Obama surveillance proposal will change little: Julian Assange

Last Updated: Saturday, January 18, 2014 - 14:30

Washington: WikiLeaks founder Julian Assange on Friday criticised US President Barack Obama`s proposal to limit the controversial surveillance programme, saying his plan is not concrete and will not change much.

In a bid to allay global outrage after the leak of the US snooping programme, Obama yesterday put an end to the surveillance of "foreign leaders of friendly nations".

Obama also announced several proposals to change how the agency collects surveillance on Americans and foreign governments.
Describing the Obama`s speech as embarrassing, Assange said, "We heard a lot of lies here in this speech by Obama."

"I think it`s embarrassing for a head of state to go on like that for 45 minutes and say almost nothing," Assange said.

He it is clear that Obama would not have unveiled his new spying reforms had it not been for leaks by former NSA contractor Edward Snowden other whistleblowers.

"Those national whistleblowers have forced this debate, this president has been dragged, kicking and screaming, to today`s address. He has been very reluctant to make any concrete reforms, and, unfortunately, today, we also see very few concrete reforms.

"What we see is kicking off the ball into the congressional grass, kicking it off into panels of lawyers that he will report -- that he will instruct to report back at some stage in the future," Assange said.

"My greatest concern looking at this broader package, is that there is -- what was not said. There was no restriction on secret law.
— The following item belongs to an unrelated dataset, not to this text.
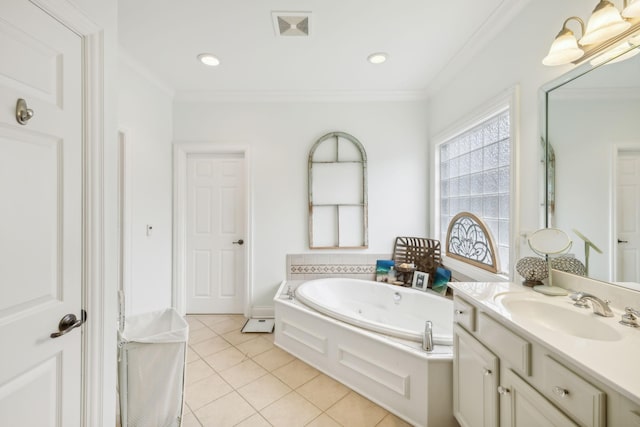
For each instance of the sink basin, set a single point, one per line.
(569, 320)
"The FISA (Foreign Intelligence Surveillance Act) court, which he named as the court that will review some of this process, is known to be the most secret captive court in the United States that`s producing secret judge-made law," he alleged.

"As far as the outside world is concerned, the United States has become an archipelago of coercion, where any person you are dealing with in business, at Google, or Facebook, or Yahoo!, or at a telecommunications company might have become secretly an agent of the National Security Agency, because they`re ordered to do so by the FISA court, and they`re forced to keep that secret, all through the mechanism of national security letters," Assange said.